Quelle esigenze che l’attuale contingenza comprime, nel silenzio quasi totale degli interessati, che poi siamo noi cattolici.

Ciò che sorprende è appunto la rassegnata acquiescenza sia dei semplici fedeli che dei consacrati nei confronti delle disposizioni governative le quali nella sostanza impediscono l’accesso alle chiese, e di conseguenza alle funzioni religiose e ai Sacramenti. Nessuno, o pochissimi, propongono quegli accorgimenti che vengono comunemente adottati per l’ingresso nei supermercati o in altri esercizi, come il distanziamento sociale e l’uso di presidi individuali, i quali chissà perché non valgono per gli edifici sacri. Tutti allineati e coperti, come paghi della propria marginalità e timorosi di arrecare disturbo.
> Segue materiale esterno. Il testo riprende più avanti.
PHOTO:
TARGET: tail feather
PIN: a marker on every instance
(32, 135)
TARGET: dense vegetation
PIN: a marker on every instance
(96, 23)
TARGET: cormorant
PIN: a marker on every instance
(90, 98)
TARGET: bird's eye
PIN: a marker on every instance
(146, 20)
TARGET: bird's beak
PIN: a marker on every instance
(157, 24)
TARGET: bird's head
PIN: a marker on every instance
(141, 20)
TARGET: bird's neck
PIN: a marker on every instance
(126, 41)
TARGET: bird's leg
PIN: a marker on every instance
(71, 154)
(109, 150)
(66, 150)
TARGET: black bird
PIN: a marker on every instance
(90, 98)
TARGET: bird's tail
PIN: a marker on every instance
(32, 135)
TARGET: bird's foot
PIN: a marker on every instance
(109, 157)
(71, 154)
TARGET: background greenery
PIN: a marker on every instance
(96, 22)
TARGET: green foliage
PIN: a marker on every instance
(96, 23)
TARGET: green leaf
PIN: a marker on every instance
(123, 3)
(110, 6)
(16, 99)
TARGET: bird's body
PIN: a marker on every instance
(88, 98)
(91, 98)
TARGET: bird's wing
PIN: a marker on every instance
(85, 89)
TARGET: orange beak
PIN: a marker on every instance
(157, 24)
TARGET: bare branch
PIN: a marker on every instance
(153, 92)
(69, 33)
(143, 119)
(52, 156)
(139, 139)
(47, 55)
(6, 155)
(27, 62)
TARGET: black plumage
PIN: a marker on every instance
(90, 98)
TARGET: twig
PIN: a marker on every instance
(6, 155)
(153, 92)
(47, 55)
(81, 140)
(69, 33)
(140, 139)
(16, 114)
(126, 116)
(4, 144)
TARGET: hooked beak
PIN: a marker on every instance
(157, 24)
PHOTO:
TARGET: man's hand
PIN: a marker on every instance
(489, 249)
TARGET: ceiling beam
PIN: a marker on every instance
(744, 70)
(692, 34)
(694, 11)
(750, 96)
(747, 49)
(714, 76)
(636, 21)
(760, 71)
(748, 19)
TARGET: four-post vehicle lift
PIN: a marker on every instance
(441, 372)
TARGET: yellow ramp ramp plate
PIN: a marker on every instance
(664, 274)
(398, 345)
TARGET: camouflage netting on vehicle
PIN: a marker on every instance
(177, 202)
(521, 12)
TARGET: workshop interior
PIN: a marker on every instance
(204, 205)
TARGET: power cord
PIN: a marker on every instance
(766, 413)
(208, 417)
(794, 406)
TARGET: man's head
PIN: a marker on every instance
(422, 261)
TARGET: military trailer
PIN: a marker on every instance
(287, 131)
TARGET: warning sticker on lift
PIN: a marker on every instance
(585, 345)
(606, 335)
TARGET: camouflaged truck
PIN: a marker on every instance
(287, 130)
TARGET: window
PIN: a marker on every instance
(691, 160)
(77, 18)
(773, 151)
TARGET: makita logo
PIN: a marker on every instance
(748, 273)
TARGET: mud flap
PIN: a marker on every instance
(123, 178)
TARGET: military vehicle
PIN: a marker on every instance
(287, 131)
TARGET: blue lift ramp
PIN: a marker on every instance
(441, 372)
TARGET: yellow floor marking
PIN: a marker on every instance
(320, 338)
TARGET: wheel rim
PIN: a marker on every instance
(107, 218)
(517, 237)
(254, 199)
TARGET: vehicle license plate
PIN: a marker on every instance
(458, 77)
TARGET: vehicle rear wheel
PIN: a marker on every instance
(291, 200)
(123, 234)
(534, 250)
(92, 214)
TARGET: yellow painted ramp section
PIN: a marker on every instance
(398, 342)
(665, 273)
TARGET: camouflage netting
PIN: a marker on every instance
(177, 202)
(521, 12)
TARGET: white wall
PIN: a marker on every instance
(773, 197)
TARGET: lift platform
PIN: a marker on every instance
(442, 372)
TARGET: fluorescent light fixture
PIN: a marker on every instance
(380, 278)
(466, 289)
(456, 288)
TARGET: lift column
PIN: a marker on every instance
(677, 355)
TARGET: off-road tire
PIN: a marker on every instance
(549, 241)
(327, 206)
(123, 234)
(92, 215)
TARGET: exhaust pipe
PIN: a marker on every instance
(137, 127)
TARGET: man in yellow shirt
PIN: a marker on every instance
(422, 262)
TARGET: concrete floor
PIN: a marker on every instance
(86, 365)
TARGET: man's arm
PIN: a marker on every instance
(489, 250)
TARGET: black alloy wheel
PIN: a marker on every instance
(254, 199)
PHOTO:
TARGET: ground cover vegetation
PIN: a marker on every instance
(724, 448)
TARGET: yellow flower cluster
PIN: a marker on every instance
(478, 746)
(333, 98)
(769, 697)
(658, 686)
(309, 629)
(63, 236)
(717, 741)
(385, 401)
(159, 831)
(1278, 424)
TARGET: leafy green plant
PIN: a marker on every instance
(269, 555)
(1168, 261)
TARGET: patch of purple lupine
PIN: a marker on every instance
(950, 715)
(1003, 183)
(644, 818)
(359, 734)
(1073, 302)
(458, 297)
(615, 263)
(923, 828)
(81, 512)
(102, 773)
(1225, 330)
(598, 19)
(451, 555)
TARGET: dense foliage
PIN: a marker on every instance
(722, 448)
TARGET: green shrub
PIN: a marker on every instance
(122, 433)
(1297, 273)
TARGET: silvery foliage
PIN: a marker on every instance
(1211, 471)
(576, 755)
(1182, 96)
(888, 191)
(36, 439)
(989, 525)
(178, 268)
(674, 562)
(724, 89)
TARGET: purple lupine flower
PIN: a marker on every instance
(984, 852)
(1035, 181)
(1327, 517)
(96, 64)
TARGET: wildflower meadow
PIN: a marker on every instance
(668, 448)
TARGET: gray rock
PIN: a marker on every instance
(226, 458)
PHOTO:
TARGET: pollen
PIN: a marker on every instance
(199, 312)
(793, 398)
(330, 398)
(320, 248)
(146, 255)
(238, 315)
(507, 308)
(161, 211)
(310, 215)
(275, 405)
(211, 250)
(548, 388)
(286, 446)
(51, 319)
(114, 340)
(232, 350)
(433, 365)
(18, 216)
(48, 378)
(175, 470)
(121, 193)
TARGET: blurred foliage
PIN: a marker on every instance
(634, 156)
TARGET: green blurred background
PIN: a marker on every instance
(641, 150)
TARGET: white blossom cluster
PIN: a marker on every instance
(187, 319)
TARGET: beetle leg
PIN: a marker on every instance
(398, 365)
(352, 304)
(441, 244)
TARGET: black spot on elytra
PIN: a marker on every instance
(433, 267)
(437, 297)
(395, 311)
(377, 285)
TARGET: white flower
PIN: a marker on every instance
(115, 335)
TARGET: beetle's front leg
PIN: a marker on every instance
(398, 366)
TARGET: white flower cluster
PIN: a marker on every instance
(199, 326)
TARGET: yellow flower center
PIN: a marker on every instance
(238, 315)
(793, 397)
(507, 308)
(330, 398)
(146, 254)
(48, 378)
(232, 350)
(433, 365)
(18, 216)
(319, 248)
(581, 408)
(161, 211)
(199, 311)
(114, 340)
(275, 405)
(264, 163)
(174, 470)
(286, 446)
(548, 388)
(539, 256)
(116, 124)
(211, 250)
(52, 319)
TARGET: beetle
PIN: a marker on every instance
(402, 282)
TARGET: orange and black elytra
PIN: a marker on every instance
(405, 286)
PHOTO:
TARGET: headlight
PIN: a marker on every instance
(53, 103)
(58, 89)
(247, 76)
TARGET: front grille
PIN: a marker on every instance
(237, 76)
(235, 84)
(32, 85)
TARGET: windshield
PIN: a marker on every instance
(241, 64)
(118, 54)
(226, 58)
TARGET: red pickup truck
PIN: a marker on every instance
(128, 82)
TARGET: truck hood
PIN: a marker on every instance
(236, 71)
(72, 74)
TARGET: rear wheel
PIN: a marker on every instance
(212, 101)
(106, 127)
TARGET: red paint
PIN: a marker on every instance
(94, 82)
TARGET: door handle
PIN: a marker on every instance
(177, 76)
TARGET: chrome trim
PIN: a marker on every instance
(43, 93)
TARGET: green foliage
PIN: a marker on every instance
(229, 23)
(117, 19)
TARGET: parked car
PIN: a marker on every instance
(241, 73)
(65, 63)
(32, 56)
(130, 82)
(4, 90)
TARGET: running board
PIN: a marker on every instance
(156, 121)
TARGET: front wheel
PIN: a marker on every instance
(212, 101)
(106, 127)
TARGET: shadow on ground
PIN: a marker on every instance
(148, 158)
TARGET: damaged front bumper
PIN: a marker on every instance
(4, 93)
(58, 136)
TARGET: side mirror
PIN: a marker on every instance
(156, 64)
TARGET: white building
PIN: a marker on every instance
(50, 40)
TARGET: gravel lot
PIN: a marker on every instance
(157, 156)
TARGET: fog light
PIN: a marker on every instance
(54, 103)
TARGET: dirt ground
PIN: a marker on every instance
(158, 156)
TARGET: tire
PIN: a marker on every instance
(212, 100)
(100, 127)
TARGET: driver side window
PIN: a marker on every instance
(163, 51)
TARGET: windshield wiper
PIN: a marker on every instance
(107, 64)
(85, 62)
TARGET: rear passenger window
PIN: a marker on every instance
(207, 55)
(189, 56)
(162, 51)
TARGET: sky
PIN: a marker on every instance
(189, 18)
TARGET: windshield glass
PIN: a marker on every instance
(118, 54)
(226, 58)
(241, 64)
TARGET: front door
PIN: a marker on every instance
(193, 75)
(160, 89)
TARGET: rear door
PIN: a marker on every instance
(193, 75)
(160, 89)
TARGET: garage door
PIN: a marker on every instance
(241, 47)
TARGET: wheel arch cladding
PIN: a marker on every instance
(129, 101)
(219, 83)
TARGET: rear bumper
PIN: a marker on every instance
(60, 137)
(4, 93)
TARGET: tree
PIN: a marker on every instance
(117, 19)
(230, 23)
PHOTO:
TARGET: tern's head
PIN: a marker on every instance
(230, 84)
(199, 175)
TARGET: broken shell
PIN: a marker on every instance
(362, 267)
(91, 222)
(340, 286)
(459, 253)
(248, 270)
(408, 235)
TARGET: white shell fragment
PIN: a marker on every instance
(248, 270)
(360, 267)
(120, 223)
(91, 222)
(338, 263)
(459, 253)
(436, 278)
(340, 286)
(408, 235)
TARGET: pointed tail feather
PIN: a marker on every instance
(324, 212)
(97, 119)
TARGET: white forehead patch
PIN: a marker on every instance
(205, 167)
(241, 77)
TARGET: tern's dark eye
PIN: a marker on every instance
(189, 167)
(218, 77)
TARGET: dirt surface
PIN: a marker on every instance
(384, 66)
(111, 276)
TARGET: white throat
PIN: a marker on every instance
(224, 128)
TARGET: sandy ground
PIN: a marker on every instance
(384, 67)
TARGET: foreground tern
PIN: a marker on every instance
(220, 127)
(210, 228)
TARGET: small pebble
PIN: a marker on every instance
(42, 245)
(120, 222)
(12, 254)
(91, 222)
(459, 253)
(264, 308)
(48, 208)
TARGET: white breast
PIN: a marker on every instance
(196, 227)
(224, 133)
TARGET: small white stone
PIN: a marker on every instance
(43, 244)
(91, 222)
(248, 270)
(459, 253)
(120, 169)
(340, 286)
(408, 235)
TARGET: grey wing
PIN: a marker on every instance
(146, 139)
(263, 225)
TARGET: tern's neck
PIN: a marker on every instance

Non ci si rende conto, in tal modo, che l’esperienza religiosa viene, più che emarginata, sminuita nella sua essenza, ponendola in coda ad ogni altra umana esigenza, come fosse un inutile orpello, uno svago sentimentale che si può coltivare nel tempo ordinario, ma deve  cedere il passo ad attività più serie nei frangenti più impegnativi. Si realizza così, per l’imperversare dell’epidemia, il sogno di tutti i laicisti: comprimere l’esperienza religiosa nella sfera privata, o meglio ancora nel privato del salotto di casa, dove eventualmente assistere alle desolate cerimonie religiose celebrate in chiese vuote sullo schermo televisivo.

E così la parola che esce dalla bocca di Dio svanisce giorno dopo giorno all’orizzonte della nostra società, e viviamo solo del pane dei supermercati.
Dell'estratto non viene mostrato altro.